隠居日録

隠居日録

2016年(世にいう平成28年)、発作的に会社を辞め、隠居生活に入る。日々を読書と散歩に費やす

戦争とオカルティズム 現人神天皇と神憑り軍人

藤巻一保氏の戦争とオカルティズム 現人神天皇と神憑り軍人を読んだ。以前読んだ建国神話の社会史-虚偽と史実の境界 - 隠居日録と対になる内容で、こちらの本は建国神話を国に蔓延させ、押し付けた軍人に関して書かれている。建国神話などは普通の感覚ではありえないという事は自明だと思う。当然多くの軍人たちも建前は別として、そのような事は信じていなかったとこの本を読む前は思っていた。明治維新を実行した志士たちは、天皇を権力がない権威だけの地位に置き、天皇の威光を徹底的に利用することで、軍隊の統制と運用を図り(戦争中はその統制範囲は国民全体に及んだ)、権益の拡大を企図した。日本の軍隊組織は、天皇を「玉」として使用する統治者側と、彼らに利用される非統治者側の二重構造で成り立っていた。更に、統治される側は、天皇に帰依することで統治者側に都合がいい手駒になることを受け入れる者と、天皇と自分たちの間を塞ぐ壁である統治者を倒し、天皇と一体となることを求める革新派に分かれていた。後者が皇道派と呼ばれている。そして、最初の「玉」使いの代表が統制派と呼ばれている。皇道派・統制派という言葉は二・二六事件で出てくるが、今まで自分から深掘りして調べることはなかった。また、二・二六事件と同時にこの言葉が出てきてもあまり皇道派について詳しく触れている説明を見た記憶がなかった。

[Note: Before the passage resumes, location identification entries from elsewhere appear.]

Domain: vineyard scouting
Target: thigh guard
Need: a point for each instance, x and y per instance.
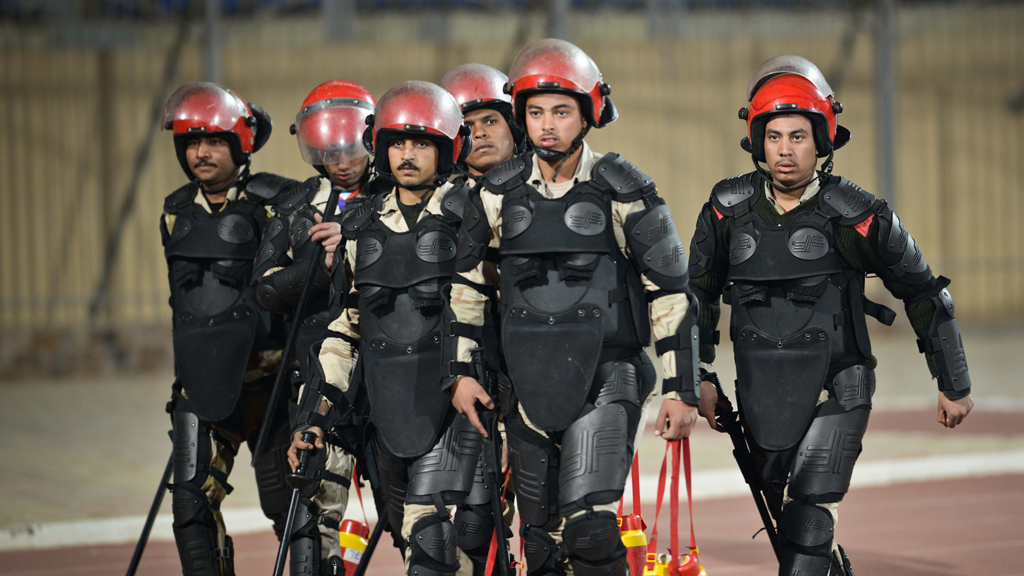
(595, 545)
(449, 467)
(823, 465)
(596, 447)
(541, 552)
(535, 469)
(432, 547)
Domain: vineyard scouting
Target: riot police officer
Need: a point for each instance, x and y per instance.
(584, 243)
(329, 129)
(225, 351)
(788, 246)
(400, 251)
(479, 89)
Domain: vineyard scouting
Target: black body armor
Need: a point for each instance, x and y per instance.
(569, 297)
(399, 277)
(216, 320)
(795, 315)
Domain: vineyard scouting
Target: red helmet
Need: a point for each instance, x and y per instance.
(557, 66)
(790, 84)
(329, 126)
(201, 109)
(419, 110)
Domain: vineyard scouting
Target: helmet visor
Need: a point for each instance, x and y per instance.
(787, 64)
(202, 107)
(331, 131)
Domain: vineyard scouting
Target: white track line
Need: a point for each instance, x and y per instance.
(707, 485)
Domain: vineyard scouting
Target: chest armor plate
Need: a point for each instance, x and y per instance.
(399, 277)
(567, 292)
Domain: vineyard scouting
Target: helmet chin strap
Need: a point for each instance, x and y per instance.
(826, 167)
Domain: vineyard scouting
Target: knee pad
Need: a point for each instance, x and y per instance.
(595, 459)
(193, 448)
(196, 533)
(823, 465)
(807, 530)
(449, 467)
(593, 537)
(432, 547)
(474, 527)
(304, 547)
(535, 469)
(541, 552)
(271, 468)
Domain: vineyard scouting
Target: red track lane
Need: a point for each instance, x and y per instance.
(954, 528)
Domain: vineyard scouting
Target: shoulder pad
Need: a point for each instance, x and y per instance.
(622, 178)
(455, 201)
(498, 177)
(732, 192)
(180, 199)
(848, 202)
(358, 212)
(267, 186)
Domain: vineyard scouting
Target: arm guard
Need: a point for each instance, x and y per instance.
(944, 347)
(685, 343)
(899, 252)
(272, 249)
(279, 292)
(656, 247)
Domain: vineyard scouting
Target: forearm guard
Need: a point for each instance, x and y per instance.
(685, 342)
(944, 347)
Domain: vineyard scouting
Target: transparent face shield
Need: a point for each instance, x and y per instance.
(200, 107)
(413, 106)
(331, 131)
(787, 64)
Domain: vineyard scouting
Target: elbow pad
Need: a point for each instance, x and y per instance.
(685, 342)
(900, 253)
(655, 244)
(272, 249)
(945, 347)
(280, 291)
(474, 235)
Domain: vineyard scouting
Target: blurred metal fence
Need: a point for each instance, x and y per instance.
(75, 106)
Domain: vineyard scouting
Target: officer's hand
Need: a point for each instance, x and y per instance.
(710, 402)
(952, 412)
(466, 392)
(297, 444)
(328, 234)
(675, 419)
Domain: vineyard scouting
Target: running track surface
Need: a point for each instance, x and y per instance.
(954, 528)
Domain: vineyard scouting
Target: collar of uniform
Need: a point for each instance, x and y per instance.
(810, 192)
(232, 195)
(583, 172)
(433, 205)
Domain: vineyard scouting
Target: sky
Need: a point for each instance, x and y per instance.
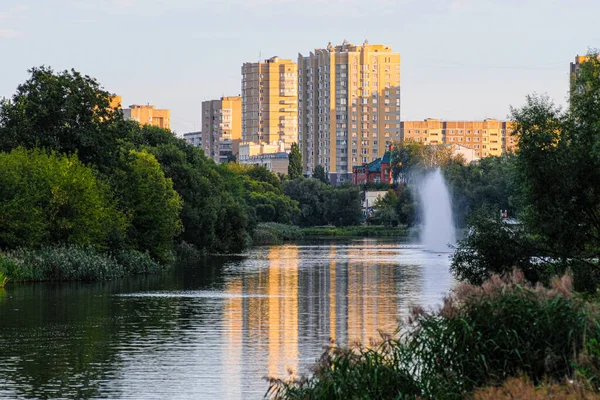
(461, 59)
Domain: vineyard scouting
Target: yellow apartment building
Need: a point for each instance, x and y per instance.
(575, 68)
(349, 106)
(222, 128)
(486, 138)
(147, 115)
(270, 101)
(115, 102)
(273, 157)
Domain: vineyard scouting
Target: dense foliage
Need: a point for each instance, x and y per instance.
(51, 198)
(295, 162)
(74, 172)
(554, 182)
(321, 204)
(482, 336)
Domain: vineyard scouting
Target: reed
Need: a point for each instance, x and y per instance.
(482, 336)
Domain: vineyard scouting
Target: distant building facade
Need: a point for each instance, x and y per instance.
(485, 138)
(369, 198)
(349, 106)
(270, 101)
(376, 171)
(147, 115)
(115, 102)
(575, 69)
(273, 157)
(222, 128)
(193, 138)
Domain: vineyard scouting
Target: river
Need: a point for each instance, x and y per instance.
(210, 330)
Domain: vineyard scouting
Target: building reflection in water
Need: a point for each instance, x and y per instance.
(299, 297)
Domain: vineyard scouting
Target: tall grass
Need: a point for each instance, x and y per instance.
(482, 336)
(355, 231)
(3, 280)
(74, 263)
(275, 233)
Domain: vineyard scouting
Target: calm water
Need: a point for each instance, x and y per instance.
(211, 330)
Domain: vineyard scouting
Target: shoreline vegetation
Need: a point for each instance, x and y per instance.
(501, 337)
(524, 319)
(271, 233)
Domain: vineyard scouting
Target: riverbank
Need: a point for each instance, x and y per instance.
(355, 231)
(486, 342)
(274, 233)
(74, 263)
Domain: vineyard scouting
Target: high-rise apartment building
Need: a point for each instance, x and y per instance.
(270, 101)
(148, 115)
(193, 138)
(349, 106)
(575, 71)
(485, 138)
(222, 128)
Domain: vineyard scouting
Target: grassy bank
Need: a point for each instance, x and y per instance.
(483, 336)
(74, 263)
(274, 233)
(355, 231)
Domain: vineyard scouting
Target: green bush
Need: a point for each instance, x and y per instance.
(46, 199)
(355, 231)
(482, 336)
(135, 262)
(74, 263)
(274, 233)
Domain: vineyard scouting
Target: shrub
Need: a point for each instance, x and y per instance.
(46, 199)
(523, 388)
(64, 263)
(482, 336)
(135, 262)
(357, 372)
(73, 263)
(274, 233)
(188, 252)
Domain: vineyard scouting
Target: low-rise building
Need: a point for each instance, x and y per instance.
(222, 128)
(273, 156)
(147, 115)
(369, 198)
(486, 138)
(377, 171)
(467, 153)
(193, 138)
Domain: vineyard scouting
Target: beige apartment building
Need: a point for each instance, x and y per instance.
(274, 156)
(222, 128)
(349, 106)
(485, 138)
(270, 101)
(148, 115)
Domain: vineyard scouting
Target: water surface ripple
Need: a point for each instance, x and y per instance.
(210, 330)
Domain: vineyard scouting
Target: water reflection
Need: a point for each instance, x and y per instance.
(211, 330)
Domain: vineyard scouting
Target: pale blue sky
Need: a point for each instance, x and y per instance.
(461, 59)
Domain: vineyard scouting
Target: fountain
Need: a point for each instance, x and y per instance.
(438, 229)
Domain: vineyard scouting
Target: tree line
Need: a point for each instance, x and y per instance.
(74, 172)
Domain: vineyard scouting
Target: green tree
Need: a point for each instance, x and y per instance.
(344, 207)
(312, 197)
(320, 174)
(295, 162)
(557, 168)
(67, 112)
(152, 203)
(47, 199)
(385, 209)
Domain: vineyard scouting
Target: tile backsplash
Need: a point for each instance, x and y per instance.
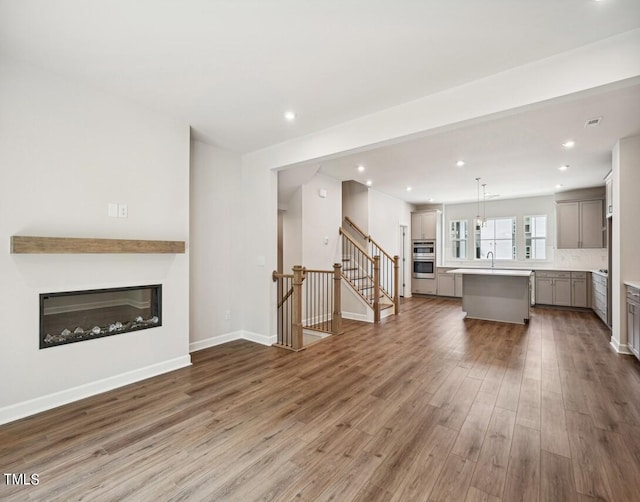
(580, 258)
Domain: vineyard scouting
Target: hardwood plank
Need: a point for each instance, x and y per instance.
(491, 468)
(556, 478)
(454, 480)
(528, 413)
(523, 473)
(473, 431)
(553, 427)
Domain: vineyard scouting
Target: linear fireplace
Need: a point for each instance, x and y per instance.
(77, 316)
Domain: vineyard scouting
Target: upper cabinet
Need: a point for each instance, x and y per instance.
(580, 224)
(608, 181)
(424, 225)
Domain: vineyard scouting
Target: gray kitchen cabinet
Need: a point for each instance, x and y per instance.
(599, 296)
(446, 284)
(544, 290)
(424, 225)
(562, 291)
(458, 288)
(562, 288)
(580, 224)
(633, 320)
(579, 296)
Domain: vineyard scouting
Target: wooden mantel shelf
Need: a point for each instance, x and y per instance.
(71, 245)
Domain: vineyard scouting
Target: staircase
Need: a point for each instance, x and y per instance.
(370, 271)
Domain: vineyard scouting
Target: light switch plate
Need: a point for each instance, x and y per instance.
(112, 210)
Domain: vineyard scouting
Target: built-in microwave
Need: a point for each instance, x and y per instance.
(424, 269)
(424, 249)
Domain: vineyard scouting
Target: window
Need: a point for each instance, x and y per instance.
(458, 237)
(535, 237)
(497, 235)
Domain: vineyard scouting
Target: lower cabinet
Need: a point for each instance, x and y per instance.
(633, 320)
(599, 296)
(449, 284)
(567, 289)
(424, 286)
(579, 290)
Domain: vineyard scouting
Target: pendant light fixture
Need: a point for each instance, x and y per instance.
(484, 205)
(478, 218)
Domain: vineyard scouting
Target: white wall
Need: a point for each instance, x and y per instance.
(292, 232)
(611, 60)
(626, 232)
(66, 151)
(386, 214)
(216, 227)
(519, 208)
(355, 205)
(321, 219)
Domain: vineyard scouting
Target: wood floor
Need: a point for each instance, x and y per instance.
(425, 406)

皇道派のこのような考え自体非常に危険な思想だと思うのだが、更に彼らには宗教的な影響があったというのだ。第一に影響を与えたのは神道で、これを奉じる軍人は天壌無窮の神勅や竹内文献(文書)に強烈な影響を受けた神国日本論や天皇による世界統治論を唱えた。もう一つが日蓮系で、天皇を本尊とする過激な法華神道や八紘一宇による道義的世界統一を唱え、多くの軍人を引き付けた。まさかここに竹内文書が出てくるとは思いもよらなかった。偽書の歴史を紐解くと必ず出てくる竹内文書が、戦前はこのような思想に利用されていたとは思いもよらなかった。

更に日本軍の中にはユダヤ陰謀論にのめり込む者がいた。著者の説明によるとユダヤ選民思想と神国の臣民である日本国民の特殊性が及ぼす選民思想が相容れないことによることが背景にあるらしい。また、一方でユダヤ陰謀論の対局を行く日猷同祖論などに過度にのめり込む軍人などもおり、一体戦前の日本の軍隊はどうなっていたのだろうと驚くばかりだ。本当に狂人の集団としか思えない。

昭和22年1月1日に昭和天皇がいわゆる「人間宣言」をするが、この詔書には実際にはタイトルがなくマスコミが「人間宣言」という通称を与えたようだ。この内容に関しては日本側とGHQ側と天皇がかかわっているが、GHQが提案してきた「天皇を以て神の裔なりとし」という表現に昭和天皇は不満を抱いたようで、「天皇を以て現御神とし」という表現になったという。これは人間宣言の説明として「過去の天皇に関してはわからないが自分は神ではなく人間である」という説明を聞いたことがあるが、それに対応しているのだろう。天皇は神の末裔であることの否定は受け入れられなかったという事だ。大元帥をして神憑り的な信仰を持っていたことになる。